Das Erstgericht hat als erwiesen erachtet, daß Rupert G. den Übergabsvertrag in einem Zustande errichtet hat, in dem er geistig vollkommen auf der Höhe war und daß damals keine Gedanken- und Verstandesschwäche bestand, die ihn verhindert hätte, seinen wirklichen Willen zum Ausdruck zu bringen.
Das Berufungsgericht hatte keine Bedenken gegen die Beweiswürdigung des Erstgerichtes und hat dessen Feststellungen übernommen.
Der Oberste Gerichtshof gab der Revision der klagenden Partei nicht Folge.
Rechtliche Beurteilung
Aus den Entscheidungsgründen:
In rechtlicher Beziehung ist die Meinung des Berufungsgerichtes nicht zu bemängeln, daß die beschränkte Entmündigung als rechtsgestaltender Akt immer erst vom Zeitpunkt des Ausspruches wirkt. Richtig ist allerdings, daß die beschränkte Entmündigung nur auf Grund des Zustandes ausgesprochen werden kann, der vorher bestanden hat. Aber der Ausspruch der beschränkten Entmündigung hat nicht die Wirkung einer Feststellung, daß der geschwächte Geisteszustand schon vorher bestanden hat. Es ist also durchaus zutreffend, daß die Handlungsunfähigkeit eines Entmundigten im Zeitraume vor der Entmündigung im Prozesse bewiesen werden muß. Die Ergebnisse des Entmündigungsverfahrens, ob dies nun zur rechtskräftigen Entmündigung geführt hat oder nicht, können hiebei nur unterstützend verwendet werden.

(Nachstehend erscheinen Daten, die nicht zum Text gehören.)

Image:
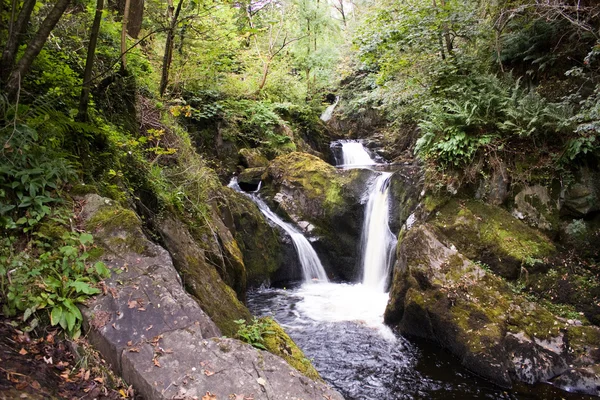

Die Tatsache der späteren Entmündigung spielt also nicht bei der rechtlichen Beurteilung, sondern nur bei der Beweiswürdigung eine Rolle, wobei noch zu beachten ist, daß der geistige Zustand, der zu einer beschränkten Entmündigung führt, nicht dem Zustand der Handlungsunfähigkeit entsprechen muß (1 Ob 108/51). Denn der beschränkten Entmündigung unterliegt derjenige, der zwar nicht unfähig ist, seine Angelegenheiten zu besorgen, zu deren gehöriger Besorgung aber eines Beistandes bedarf. Wer sich in einem solchen Zustand befindet, wird daher grundsätzlich als testierfähig angesehen; allerdings knüpft sich nicht schon an den Zustand, sondern an die Tatsache der Entmündigung die Formvorschrift des § 4 Abs. 2 EntmO.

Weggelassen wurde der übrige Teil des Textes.